Prof. Charles Rosenblatt

National Science Foundation supports soft materials research by Case Western Reserve physics professor for more than 35 years

Charles Rosenblatt’s quest to understand more fully the properties and possibilities of soft condensed materials such as liquid crystals has taken him from the labs on the campus of Case Western Reserve University to France and Israel and connected him with an array of collaborators from other disciplines.

It’s also drawn remarkable and virtually continuous support from the National Science Foundation (NSF) for more than a third of a century.

Rosenblatt, professor of Physics and Macromolecular Science and holder of the Ohio Eminent Scholar endowed chair at Case Western Reserve, was recently awarded a three-year, $497,000 NSF grant for a project titled “Liquid Crystals as a Paradigm for Chirality and Topological Defects.”

The award will allow him to dig even more deeply into a research area for which his current series of NSF grants began in 1986, just before coming to Case Western Reserve.

And when completed in 2022, the research also will have extended by another three years a virtually uninterrupted, more than 35-year series of single-investigator NSF research grants for his hallmark work on liquid crystals. (Even during a brief six-week gap that began in late 1999, as one grant expired and the renewal grant had not yet commenced, Rosenblatt was still using carryover funding to keep his lab’s research going.)

Ubiquitous liquid crystals

News_liquidcrystal
Credit: Photo by Ji-Hoon Lee
Polarized microphotograph of unaligned nematic liquid crystal.

Liquid crystals today are seen in a wide range of applications, from LCD televisions and computer monitors to outdoor signage. The now ubiquitous technology that replaced much bulkier cathode ray tube displays sprang from decades of research into the properties of these types of fluids.

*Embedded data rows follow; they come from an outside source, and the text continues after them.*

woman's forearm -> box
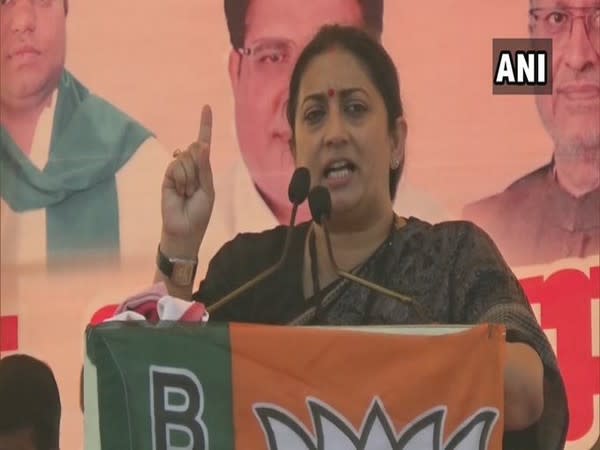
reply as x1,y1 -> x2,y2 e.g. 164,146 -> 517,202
504,343 -> 544,430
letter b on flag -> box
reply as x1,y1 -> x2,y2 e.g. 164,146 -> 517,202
150,365 -> 208,450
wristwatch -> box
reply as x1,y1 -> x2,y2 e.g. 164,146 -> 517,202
156,245 -> 198,286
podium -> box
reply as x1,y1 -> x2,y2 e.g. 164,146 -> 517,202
84,322 -> 505,450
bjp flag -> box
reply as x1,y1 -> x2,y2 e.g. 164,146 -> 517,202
85,323 -> 505,450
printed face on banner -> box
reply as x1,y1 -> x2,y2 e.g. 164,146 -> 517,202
295,49 -> 404,217
530,0 -> 600,151
229,0 -> 363,219
0,0 -> 66,107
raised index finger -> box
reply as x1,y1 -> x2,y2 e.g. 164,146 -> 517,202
198,105 -> 212,147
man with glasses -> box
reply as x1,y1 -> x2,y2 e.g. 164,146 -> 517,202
464,0 -> 600,265
0,0 -> 167,268
200,0 -> 446,267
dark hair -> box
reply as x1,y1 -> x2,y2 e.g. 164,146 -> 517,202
287,25 -> 404,200
225,0 -> 383,49
0,355 -> 61,450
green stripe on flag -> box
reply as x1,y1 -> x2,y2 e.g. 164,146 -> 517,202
87,322 -> 234,450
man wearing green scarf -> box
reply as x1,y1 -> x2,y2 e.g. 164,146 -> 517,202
0,0 -> 166,263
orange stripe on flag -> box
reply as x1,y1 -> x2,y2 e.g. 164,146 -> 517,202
230,324 -> 504,449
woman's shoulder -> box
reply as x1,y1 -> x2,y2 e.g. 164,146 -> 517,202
400,217 -> 490,244
219,223 -> 308,260
395,217 -> 501,264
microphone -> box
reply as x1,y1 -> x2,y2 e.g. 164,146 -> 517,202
298,186 -> 434,322
206,167 -> 310,314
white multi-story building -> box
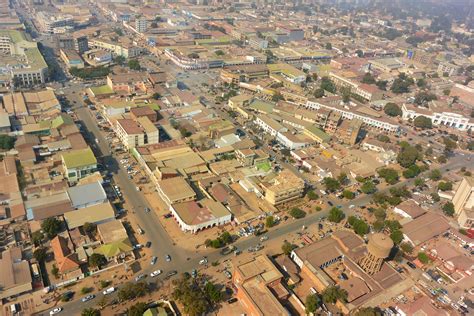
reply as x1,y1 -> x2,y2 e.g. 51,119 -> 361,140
0,30 -> 48,86
135,18 -> 148,33
402,104 -> 474,131
306,99 -> 400,133
37,11 -> 74,34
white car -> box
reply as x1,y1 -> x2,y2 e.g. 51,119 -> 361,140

Rosenblatt’s Case Liquid Crystal and Complex Fluids Group at Case Western Reserve “investigates fundamental liquid crystal properties, as well as mixtures of surfactant molecules in aqueous solutions,” but also “develops liquid crystal devices, including displays, electrically-controlled optical gratings, and laser beam steering devices,”  according to its web page.

The range of research also extends to the nano-control of soft condensed materials, magnetic levitation of liquids to simulate microgravity conditions, and the structure of self-assembling biological systems, among other areas.

The work has been funded by the NSF, NASA, the U.S. Department of Energy, industry and various state, federal and international sources, including the French Foreign Ministry and the U.S.-Israel Binational Science Foundation.

Rosenblatt also received a Fulbright scholarship to France in 2010 and a Lady Davis Trust fellowship to Israel in 2018, as well as CWRU’s inaugural Distinguished Faculty Research Award in 2013.

‘Chirality’ and liquid crystals

This newest NSF-funded work is in collaboration with, a group at the Hebrew University of Jerusalem, Israel, including chemistry professors David Avnir, Raed Abu-Reziq and Ruthy Sfez. It focuses on chirality in liquid crystals—that is, the absence of mirror symmetry.

This chirality results in a twist of the molecules, such as in sugars and DNA.  To imagine that, “think here about Alice Through the Looking Glass,” Rosenblatt said.

“One of the things we’re trying to do is to create what amounts to a chiral dipole,” he said. “That is, a dipole that is not electric nor magnetic, but rather the result of that lack of mirror symmetry. We’re building a nanoscopic structure that has not been built before. We haven’t yet succeeded, but we’re getting closer.”

Rosenblatt’s group also is investigating how liquid crystals might allow for a display screen to hold its image indefinitely—even without a power source. This approach is based on the creation of “topological defects,” naturally occurring objects that are found throughout nature where the properties of the system become undefined at a point or along a line.

“The field of soft matter has been a font for new ideas and new technologies for a long time,” Rosenblatt said. “It’s always a thrill seeing something that no one has seen before. One never knows where this could lead.”